[The White Squall by John Conroy Hutcheson]@TWC D-Link bookThe White Squall CHAPTER SEVEN 1/7
CHAPTER SEVEN. AMONGST THE ISLANDS. In spite of all Captain Miles' endeavours to effect an early start from Saint Vincent, we were not really able to weather the island that evening until many hours after our anchor was tripped and all plain sail made. This was not due, however, either to the delay caused in hoisting the obstreperous cow on board or to the embarrassing episode that occurred after she was shipped.
It was entirely owing to the failure of our moving spirit the wind; for we lay becalmed until morning under the lee of the giant Souffriere, whose dark shadow prevented the land breeze from reaching the vessel, while the next day was far advanced before we could gain an offing so as to take advantage of the light airs that then sprang up from seaward.
But, then, the _Josephine_, bellying out her canvas, bore away on her voyage. The wide gulf of sea which we were traversing--named after the aboriginal Caribs who ruled over its domain lang syne, and hedged in from the Atlantic Ocean by the semicircular group of the Lesser Antilles, or "Windward Islands" of the West Indies--presents great difficulties to the navigators of sailing ships; as, while the wind throughout its extent blows almost constantly in one direction, a series of cross currents set in another, making it a hard task for even experienced seamen to preserve a straight course towards any particular point when going to windward, the result of which is that "the longest way round," as in other matters pertaining to shore life, is frequently "the shortest way home!" Taking up the chart casually, a novice would imagine that our direct route from our port of departure to the English Channel would be indicated by a line drawn between the two points and passing through the Azores; but, a sailor accustomed to tropical latitudes would know that, however feasible this might appear in theory, we could not possibly have adopted such a course.

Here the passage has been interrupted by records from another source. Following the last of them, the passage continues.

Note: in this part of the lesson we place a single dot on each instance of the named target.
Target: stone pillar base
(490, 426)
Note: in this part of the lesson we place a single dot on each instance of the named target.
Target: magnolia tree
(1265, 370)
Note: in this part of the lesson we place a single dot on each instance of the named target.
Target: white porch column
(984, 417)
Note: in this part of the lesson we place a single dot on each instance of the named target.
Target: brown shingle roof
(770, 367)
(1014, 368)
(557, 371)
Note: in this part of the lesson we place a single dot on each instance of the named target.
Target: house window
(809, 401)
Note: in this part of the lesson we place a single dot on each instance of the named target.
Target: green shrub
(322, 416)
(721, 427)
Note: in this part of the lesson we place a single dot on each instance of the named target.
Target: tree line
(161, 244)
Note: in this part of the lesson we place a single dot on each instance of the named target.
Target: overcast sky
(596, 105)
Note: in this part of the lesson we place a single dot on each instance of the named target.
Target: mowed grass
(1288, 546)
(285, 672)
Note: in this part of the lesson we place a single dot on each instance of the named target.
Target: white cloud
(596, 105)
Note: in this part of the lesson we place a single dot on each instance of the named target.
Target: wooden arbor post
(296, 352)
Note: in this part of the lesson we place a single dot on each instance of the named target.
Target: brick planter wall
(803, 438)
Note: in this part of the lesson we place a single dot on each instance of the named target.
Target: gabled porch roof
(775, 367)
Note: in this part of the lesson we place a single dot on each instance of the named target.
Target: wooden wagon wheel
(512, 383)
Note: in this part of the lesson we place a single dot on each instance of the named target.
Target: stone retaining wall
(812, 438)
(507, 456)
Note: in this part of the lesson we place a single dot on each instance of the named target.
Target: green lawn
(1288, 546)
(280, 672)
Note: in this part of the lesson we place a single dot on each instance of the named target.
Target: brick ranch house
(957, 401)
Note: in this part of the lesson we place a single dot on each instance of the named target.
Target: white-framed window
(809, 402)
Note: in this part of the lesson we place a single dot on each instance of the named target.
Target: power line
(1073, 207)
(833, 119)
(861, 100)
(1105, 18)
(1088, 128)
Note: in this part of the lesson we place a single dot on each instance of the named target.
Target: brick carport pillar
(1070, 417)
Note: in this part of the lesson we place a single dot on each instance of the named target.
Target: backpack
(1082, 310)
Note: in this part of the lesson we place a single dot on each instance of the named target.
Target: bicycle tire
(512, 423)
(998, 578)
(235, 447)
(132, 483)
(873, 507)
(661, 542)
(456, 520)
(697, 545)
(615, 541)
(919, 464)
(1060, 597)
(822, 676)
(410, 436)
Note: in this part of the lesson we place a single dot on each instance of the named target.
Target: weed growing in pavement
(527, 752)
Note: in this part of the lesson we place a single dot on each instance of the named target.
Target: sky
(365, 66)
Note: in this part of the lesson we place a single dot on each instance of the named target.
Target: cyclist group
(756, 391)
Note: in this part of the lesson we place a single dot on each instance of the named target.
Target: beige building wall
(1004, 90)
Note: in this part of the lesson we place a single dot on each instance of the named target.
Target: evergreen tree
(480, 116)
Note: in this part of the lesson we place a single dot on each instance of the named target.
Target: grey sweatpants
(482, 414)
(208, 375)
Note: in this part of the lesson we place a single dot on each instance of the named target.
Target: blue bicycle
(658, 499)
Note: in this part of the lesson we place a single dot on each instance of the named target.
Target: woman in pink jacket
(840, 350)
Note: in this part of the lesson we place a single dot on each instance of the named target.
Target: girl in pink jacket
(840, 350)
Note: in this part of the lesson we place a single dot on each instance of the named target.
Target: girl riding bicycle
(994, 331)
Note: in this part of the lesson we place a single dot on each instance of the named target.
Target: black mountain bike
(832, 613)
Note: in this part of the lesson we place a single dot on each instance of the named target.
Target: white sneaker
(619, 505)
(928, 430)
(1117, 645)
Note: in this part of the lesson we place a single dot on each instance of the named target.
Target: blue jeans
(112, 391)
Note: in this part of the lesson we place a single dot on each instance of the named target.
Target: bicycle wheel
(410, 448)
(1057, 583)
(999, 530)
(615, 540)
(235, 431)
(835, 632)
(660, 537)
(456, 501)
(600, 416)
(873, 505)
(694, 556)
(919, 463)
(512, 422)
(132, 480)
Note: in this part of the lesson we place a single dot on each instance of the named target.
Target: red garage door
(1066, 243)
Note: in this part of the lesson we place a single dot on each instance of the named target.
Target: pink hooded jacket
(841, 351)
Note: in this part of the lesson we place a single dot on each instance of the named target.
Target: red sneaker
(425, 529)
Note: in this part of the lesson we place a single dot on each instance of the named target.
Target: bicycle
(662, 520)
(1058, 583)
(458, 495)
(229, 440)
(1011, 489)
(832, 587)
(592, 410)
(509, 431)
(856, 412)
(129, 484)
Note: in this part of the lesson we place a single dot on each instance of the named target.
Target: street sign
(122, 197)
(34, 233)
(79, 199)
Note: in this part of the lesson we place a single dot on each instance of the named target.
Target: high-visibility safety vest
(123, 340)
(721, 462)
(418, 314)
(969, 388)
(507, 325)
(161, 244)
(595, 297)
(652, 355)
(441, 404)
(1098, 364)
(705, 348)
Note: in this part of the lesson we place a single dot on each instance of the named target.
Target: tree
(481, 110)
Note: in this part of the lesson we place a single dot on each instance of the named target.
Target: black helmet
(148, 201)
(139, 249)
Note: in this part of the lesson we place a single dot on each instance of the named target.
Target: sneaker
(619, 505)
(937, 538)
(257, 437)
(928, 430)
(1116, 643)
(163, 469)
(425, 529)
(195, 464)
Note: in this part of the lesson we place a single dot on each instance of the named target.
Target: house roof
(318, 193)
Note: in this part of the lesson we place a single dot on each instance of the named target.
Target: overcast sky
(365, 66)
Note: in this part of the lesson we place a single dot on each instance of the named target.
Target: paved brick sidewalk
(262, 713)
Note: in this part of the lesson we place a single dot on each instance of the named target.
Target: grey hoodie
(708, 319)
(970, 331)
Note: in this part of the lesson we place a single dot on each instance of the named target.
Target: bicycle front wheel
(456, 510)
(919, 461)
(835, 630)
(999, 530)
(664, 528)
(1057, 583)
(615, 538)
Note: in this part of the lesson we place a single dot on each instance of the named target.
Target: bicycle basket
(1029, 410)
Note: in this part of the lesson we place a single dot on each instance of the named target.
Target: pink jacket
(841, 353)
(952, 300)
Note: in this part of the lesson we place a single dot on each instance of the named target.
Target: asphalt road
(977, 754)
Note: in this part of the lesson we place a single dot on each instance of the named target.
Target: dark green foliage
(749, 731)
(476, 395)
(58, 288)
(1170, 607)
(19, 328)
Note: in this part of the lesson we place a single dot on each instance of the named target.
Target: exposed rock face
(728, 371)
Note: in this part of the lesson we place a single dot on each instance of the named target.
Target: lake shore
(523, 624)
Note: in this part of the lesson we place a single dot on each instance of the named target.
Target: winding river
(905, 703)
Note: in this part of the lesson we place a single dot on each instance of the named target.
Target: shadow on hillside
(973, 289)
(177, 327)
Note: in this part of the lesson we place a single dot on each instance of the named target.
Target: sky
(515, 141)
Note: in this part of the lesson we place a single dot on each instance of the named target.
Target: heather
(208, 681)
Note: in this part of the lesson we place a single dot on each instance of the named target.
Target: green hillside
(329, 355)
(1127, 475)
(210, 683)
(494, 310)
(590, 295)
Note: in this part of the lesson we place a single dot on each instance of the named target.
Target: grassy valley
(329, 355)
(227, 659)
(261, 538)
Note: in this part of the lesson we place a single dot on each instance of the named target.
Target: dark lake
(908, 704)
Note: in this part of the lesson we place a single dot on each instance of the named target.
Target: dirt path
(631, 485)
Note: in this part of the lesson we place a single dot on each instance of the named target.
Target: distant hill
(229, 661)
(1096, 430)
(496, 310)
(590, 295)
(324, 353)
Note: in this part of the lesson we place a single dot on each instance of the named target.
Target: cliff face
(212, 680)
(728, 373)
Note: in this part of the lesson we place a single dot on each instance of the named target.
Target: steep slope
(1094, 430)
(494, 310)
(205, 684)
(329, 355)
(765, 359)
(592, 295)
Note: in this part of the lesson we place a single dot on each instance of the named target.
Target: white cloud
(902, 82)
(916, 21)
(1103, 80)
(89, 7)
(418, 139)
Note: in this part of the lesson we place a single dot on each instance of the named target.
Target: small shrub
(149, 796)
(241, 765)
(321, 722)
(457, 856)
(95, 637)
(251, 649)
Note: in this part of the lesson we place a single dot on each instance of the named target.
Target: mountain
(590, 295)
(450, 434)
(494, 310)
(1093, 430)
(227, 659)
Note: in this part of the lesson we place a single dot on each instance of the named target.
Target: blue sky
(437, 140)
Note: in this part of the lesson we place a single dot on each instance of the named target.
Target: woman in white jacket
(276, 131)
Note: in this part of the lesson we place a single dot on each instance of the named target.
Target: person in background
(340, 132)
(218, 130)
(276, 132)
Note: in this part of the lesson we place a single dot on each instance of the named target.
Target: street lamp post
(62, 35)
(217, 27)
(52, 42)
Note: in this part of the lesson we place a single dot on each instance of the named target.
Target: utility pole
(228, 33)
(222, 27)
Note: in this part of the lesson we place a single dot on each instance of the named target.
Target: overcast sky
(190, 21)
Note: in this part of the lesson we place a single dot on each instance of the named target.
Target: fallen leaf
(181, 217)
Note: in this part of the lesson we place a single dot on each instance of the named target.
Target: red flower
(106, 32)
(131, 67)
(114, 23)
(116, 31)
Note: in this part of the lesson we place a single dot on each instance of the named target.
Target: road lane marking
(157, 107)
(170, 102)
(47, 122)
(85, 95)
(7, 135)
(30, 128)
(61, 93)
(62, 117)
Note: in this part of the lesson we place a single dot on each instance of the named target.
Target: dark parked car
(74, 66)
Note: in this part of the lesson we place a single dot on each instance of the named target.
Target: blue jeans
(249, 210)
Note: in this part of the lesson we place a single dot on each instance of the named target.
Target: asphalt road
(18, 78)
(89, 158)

It would have presupposed, in the first case, our possessing the ability to sail straight in the teeth of the north- east trade wind, and, in the second case, that we took no account of the influence of the equatorial current, the stream of which setting westwards into the Caribbean Sea, would have drifted as so far to leeward that at the end of the day's run we must have been pretty nearly where we started from, any progress we made ahead being neutralised by the action of the stream carrying us in a lateral direction. For these reasons, all navigators up to their work, when making the passage home from the West Indies and _vice versa_, instead of fighting against the forces of nature as some old seamen of the past used to do, now make both winds and tides run harmoniously in their favour by meeting them half-way, so to speak.
Captain Miles, in our instance, therefore, did not wear out his crew by trying to beat to windward in order to get to the open Atlantic immediately.